Grisly water jar find, mother exits, knife man strikes

Nasty end for mother-in-law

The large water jar containing a body.

A Nakhon Pathom man who stabbed his nagging mother-in-law to death and stuffed her body in a large water jar insists her daughter was not part of the plot, even though they fled the scene of the crime together.

Police nabbed Chonnatee “Jeen” Uamthong, 23 and his wife, Tharathip “Beer” Rueang-Anansakul, 27 at a petrol station in Kamphaeng Saen district on Oct 9.

Media reports initially said the pair were joint suspects in the Oct 4 killing of Suwan, 54, at her house in Borabue district of Maha Sarakham, where both suspects lived along with their young child.

They fled together with their child when locals started asking questions about the victim’s whereabouts.

However, the case took a new twist when, following their arrest, Chonnatee insisted he had committed the murder alone, and that his wife merely accompanied him.

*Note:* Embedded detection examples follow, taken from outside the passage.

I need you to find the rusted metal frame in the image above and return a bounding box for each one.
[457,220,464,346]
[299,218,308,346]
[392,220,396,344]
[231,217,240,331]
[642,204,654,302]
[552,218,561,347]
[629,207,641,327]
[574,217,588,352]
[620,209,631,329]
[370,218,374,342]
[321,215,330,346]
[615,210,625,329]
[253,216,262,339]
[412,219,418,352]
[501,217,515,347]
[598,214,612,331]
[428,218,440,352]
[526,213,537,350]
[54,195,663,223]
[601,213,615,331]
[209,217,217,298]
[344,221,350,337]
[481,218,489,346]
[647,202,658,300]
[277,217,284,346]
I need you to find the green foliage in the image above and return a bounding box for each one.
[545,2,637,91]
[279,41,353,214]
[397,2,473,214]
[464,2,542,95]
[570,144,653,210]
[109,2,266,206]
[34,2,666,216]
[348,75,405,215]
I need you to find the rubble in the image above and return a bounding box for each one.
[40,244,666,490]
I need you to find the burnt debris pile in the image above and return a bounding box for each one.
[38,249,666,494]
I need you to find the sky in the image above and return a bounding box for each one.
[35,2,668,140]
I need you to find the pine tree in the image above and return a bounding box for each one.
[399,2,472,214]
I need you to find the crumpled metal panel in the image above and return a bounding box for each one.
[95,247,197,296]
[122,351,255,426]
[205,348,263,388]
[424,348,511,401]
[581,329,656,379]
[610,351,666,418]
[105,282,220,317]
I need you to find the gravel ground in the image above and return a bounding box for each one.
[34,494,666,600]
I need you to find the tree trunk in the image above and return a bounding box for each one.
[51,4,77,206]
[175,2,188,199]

Their four-day flight from the law took them first to Bangkok and then to Nakhon Pathom, where the couple dropped off their young child, aged three months, with Chonnatee’s aunt.

They then headed to Phetchaburi before returning to his home province as they were worried about their child, who was ailing. However, they were identified at the petrol station on the night of Oct 9 and arrested.

Chonnatee Uamthong and his wife
Chonnatee told police he grew fed up with Suwan’s constant nagging about his not having a job and asking constantly for money, so at 6am picked up a kitchen knife and stabbed her 13 times.

He dragged the body to the side of the house and stuffed it in a large water jar, concealing the blood trail with sand. He also wiped the blood stains from the knife and replaced it in the kitchen, and washed his blood-stained shirt, which he hid in his bedroom.

Two hours later, Chonnatee took his victim’s gold necklace, and accompanied by Tharathip sold it in town for 17,000 baht.

He says he didn’t tell his wife that he had killed her mother until they returned home.

Tharathip, for her part, admits taking a look at the body in the jar but says she was too scared to go to the police as Chonnatee threatened to kill her if she did.

“We carried on with our lives as if nothing had happened until locals turned up looking for my mother, when we fled,” she said.

The couple told locals that the victim had gone into the forest to pick mushrooms but searchers found blood around the lid of the jar and looked inside, when they discovered the body.

Tharathip said she accompanied her husband on the escape as she was worried about their child, whom they took with them.

Police took the couple for a crime reconstruction, when 100 people who turned out let off a cheer, as they were relieved the couple had been caught.

Chonnatee’s grandmother, Lod Uamthong, 69, said the young man served jail time as a teen after molesting a 14-year-old relative at her place in Sam Ngam of Nakhon Pathom. He was high on ya ba at the time.

“When he got out he asked to stay with me but I refused as she did not want a repeat of the incident,” she said. “He found love with Tharathip instead in Maha Sarakham.”

Asked why her husband did it it, Tharathip said her mother had once suggested that if she couldn’t afford to raise their newborn she should flush it down the toilet. “That caused resentment,” she said.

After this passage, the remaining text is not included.